Everyone expects "sin taxes" to go up. Tax increases on capital gains and transfer duties for expensive properties are not about to spark a revolution. And nothing says New Testament like a tax amnesty. The voluminous recommendations of the Financial and Fiscal Commission to improve intergovernmental fiscal relations could not have found better timing than this moment. A tax on sugar-sweetened beverages in 2017 might have taken some people by surprise, but nudging people towards healthy choices while raising revenue is sensible.

In all, it looks as if the government looked under every stone to find a way to make fiscal consolidation work.

But it’s going to take more than a stable budget for SA to reach its true potential. And the most important metric will be, as always, the difference that the country’s spending and taxation decisions make to the lives of ordinary people, those struggling with unemployment and poverty.

It’s not as if ratings agencies care about debt, sustainability and growth only in a narrow sense. They have access to the same media footage as everyone else. They see the protests, the heated political debates, the fraying social fabric, and they know resources have to be spent to address the country’s socioeconomic challenges. They know, as Standard & Poor’s wrote in a 2014 note, that too many people do not have access to jobs or quality education. Extensive austerity measures that achieve short-term fiscal stability while these challenges remain, without a nod to inclusivity, were never going to be the game-changer.

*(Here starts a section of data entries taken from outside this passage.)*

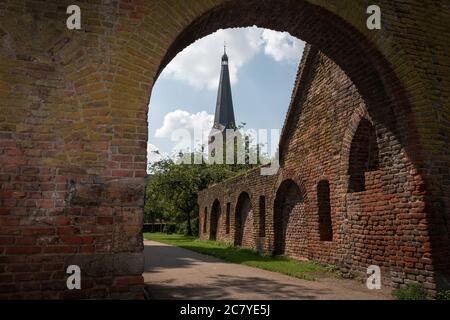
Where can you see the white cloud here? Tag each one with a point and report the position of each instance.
(189, 130)
(199, 64)
(282, 46)
(154, 154)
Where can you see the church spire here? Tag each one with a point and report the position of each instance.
(224, 116)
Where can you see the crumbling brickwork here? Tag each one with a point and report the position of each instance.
(73, 136)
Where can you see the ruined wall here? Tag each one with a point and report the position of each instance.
(374, 206)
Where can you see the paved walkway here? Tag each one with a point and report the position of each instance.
(175, 273)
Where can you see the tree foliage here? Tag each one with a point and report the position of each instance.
(172, 188)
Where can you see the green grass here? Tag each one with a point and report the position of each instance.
(299, 269)
(411, 292)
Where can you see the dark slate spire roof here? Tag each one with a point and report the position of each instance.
(224, 117)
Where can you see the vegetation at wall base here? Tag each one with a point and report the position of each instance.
(412, 291)
(306, 270)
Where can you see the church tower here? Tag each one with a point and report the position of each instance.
(224, 115)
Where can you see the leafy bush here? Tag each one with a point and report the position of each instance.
(412, 291)
(443, 295)
(170, 228)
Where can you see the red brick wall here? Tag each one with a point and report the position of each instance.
(375, 202)
(73, 131)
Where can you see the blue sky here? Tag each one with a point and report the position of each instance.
(263, 66)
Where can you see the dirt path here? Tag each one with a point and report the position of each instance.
(176, 273)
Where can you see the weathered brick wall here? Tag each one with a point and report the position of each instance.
(375, 203)
(73, 129)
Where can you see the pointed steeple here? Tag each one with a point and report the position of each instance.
(224, 117)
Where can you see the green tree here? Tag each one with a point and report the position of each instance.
(172, 188)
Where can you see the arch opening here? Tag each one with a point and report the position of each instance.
(324, 206)
(364, 156)
(289, 218)
(215, 218)
(244, 222)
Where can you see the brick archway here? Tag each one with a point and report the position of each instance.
(74, 127)
(289, 220)
(216, 212)
(244, 224)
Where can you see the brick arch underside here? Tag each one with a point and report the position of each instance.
(386, 103)
(105, 74)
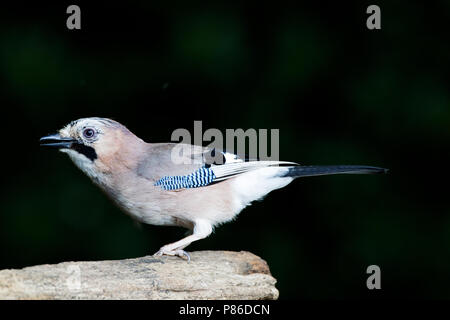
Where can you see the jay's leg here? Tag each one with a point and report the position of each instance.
(202, 229)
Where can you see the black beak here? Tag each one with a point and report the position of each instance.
(56, 141)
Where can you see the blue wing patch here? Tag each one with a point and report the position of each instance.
(201, 177)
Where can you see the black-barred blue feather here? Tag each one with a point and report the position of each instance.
(201, 177)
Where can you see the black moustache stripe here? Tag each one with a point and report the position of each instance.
(89, 152)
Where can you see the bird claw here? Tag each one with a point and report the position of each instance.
(179, 253)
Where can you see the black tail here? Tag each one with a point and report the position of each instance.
(309, 171)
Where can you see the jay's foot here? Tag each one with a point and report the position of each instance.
(177, 252)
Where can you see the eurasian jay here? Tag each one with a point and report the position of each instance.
(196, 193)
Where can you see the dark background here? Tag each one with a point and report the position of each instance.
(338, 92)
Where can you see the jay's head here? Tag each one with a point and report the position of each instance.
(95, 145)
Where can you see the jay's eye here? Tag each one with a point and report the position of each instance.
(89, 133)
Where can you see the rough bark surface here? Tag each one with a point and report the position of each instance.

Whether the budget alone, at this stage, can rescue the country’s credit ratings is an open question. Fiscal stability was always just one of many considerations. In announcing budget deficit targets that are lower than those announced in the medium-term budget policy statement, Gordhan met some of the expectations. The government’s credibility is on the line. There was no big-bang announcement. The outcome depends on so many moving parts that it demands a cautiously watchful attitude from the analyst.